Config File looks like:
<#Result_File_Name:dump1.txt
<#Result_File_Location:C:\powershell
<:ping www.google.com
<:ipconfig
<:traceroute www.google.com
<:netsh interface ip show config
My powerhsell script looks like:
$content = Get-Content C:\powershell\config.txt
foreach ($line in $content)
{
if($line.StartsWith("<#Result_File_Name:")) #every time i am doing this, even for command line
{
$result_file_arr = $line.split(":")
$result_file_name = $result_file_arr[1]
Write-Host $result_file_name
}
#if($line.StartsWith("<#Result_File_Location:"))#every time i am doing this, even for command line
#{
# $result_file_arr = $line.split(":")
# $result_file_name = $result_file_arr[1]
#}
if( $conf_read_over =1)
{
break;
}
if ($line.StartsWith("<:")) #In this if block, i need to run all commands
{
$items = $line.split("<:")
#$items[0]
#invoke-expression $items[2] > $result_file_name
invoke-expression $items[2] > $result_file_name
}
}
If all the config information starts with <# just process those out first separately.

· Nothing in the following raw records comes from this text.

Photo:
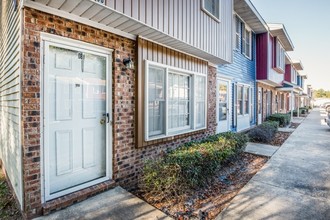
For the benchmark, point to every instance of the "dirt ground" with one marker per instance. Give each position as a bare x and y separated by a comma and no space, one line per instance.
294,125
8,206
208,202
280,138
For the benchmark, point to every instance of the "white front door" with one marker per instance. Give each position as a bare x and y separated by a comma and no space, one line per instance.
223,105
259,106
76,119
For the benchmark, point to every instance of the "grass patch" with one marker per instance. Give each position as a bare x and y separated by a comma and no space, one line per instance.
8,207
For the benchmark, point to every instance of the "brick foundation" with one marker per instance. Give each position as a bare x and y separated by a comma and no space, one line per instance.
127,159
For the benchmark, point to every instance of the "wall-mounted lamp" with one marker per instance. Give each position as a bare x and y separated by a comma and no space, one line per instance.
128,62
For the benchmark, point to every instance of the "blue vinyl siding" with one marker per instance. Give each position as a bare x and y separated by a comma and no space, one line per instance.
242,70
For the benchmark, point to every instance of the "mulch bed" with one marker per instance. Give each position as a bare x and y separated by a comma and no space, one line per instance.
208,202
280,138
294,125
8,206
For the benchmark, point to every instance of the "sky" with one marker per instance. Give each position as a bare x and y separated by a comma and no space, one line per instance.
307,23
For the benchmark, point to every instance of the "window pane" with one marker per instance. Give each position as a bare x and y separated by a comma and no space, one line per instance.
200,98
238,32
246,100
212,6
243,40
247,43
223,94
240,100
156,101
179,101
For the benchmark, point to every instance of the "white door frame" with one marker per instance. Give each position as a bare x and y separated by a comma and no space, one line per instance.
46,40
229,104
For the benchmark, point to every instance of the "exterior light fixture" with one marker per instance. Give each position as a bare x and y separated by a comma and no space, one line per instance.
128,62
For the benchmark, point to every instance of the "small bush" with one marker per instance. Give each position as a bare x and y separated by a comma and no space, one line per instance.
303,110
189,166
282,119
265,132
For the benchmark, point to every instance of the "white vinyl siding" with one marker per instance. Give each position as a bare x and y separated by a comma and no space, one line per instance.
246,100
246,41
280,57
243,100
239,100
212,7
175,101
237,33
293,75
10,149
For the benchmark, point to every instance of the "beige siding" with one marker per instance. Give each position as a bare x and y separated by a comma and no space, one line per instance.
184,20
10,151
153,52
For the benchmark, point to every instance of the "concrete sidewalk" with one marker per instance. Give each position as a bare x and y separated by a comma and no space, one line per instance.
295,182
115,204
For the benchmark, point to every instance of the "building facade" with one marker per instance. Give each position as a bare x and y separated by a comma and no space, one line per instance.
80,117
271,48
236,83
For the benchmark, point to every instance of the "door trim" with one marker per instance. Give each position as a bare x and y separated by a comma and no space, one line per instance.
45,41
229,102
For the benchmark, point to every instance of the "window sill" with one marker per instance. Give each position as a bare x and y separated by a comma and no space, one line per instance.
172,135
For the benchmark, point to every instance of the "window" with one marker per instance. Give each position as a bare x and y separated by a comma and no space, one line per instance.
251,105
246,42
243,39
175,101
212,8
239,100
156,100
282,101
293,75
238,33
243,100
223,96
259,100
280,57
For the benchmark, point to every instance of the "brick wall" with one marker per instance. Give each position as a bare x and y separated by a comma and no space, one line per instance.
127,159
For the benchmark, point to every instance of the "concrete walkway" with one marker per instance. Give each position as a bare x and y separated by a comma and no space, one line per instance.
115,204
260,149
295,182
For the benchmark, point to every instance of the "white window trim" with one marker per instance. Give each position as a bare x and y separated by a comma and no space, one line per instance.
209,13
171,132
280,56
243,100
247,29
237,34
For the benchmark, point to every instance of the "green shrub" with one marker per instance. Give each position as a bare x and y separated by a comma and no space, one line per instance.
189,166
303,110
282,119
265,132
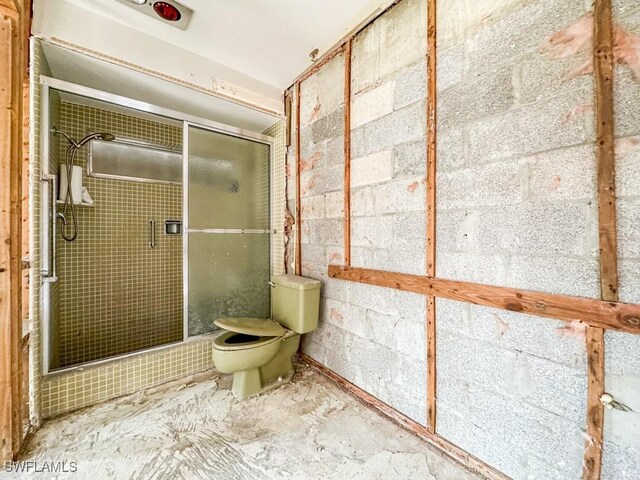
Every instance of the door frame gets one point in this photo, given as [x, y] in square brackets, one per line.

Once that is done you can assume the rest are commands?
# Collect config lines and process
$config = $content | Where-Object{$_.StartsWith('<#')} | ForEach-Object{
$_.Trim("<#") -replace "\\","\\" -replace "^(.*?):(.*)" , '$1 = $2'
} | ConvertFrom-StringData
# Process all the lines that are command lines.
$content | Where-Object{!$_.StartsWith('<#') -and ![string]::IsNullOrEmpty($_)} | ForEach-Object{
Invoke-Expression $_.trimstart("<:")
}
I went a little over board with the config section. What I did was convert it into a hashtable. Now you will have your config options, as they were in file, accessible as an object.
$config
Name Value
---- -----
Result_File_Name dump1.txt
Result_File_Location C:\powershell
Small reconfiguration of your code, with some parts missing, would look like the following. You will most likely need to tweak this to your own needs.
# Collect config lines and process
$config = ($content | Where-Object{$_.StartsWith('<#')} | ForEach-Object{
$_.Trim("<#") -replace "\\","\\" -replace "^(.*?):(.*)" , '$1 = $2'
} | Out-String) | ConvertFrom-StringData
# Process all the lines that are command lines.
$content | Where-Object{!$_.StartsWith('<#') -and ![string]::IsNullOrEmpty($_)} | ForEach-Object{
Invoke-Expression $_.trimstart("<:") | Add-Content -Path $config.Result_File_Name
}
As per your comment you are still curious about your restart loop logic which was part of your original question. I will add this as a separate answer to that. I would still prefer my other approach.
# Use a flag to determine if we have already restarted. Assume False
$restarted = $false
$restartIndexPoint = 4
$restartIndex = 2
for($contentIndex = 0; $contentIndex -lt $content.Length; $contentIndex++){
Write-Host ("Line#{0} : {1}" -f $contentIndex, $content[$contentIndex])
# Check to see if we are on the $restartIndexPoint for the first time
if(!$restarted -and $contentIndex -eq $restartIndexPoint){
# Set the flag so this does not get repeated.
$restarted = $true
# Reset the index to repeat some steps over again.
$contentIndex = $restartIndex
}
}
Remember that array indexing is 0 based when you are setting your numbers. Line 20 is element 19 in the string array for example.
Inside the loop we run a check. If it passes we change the current index to something earlier. The write-host will just print the lines so you can see the "restart" portion. We need a flag to be set so that we are not running a infinite loop.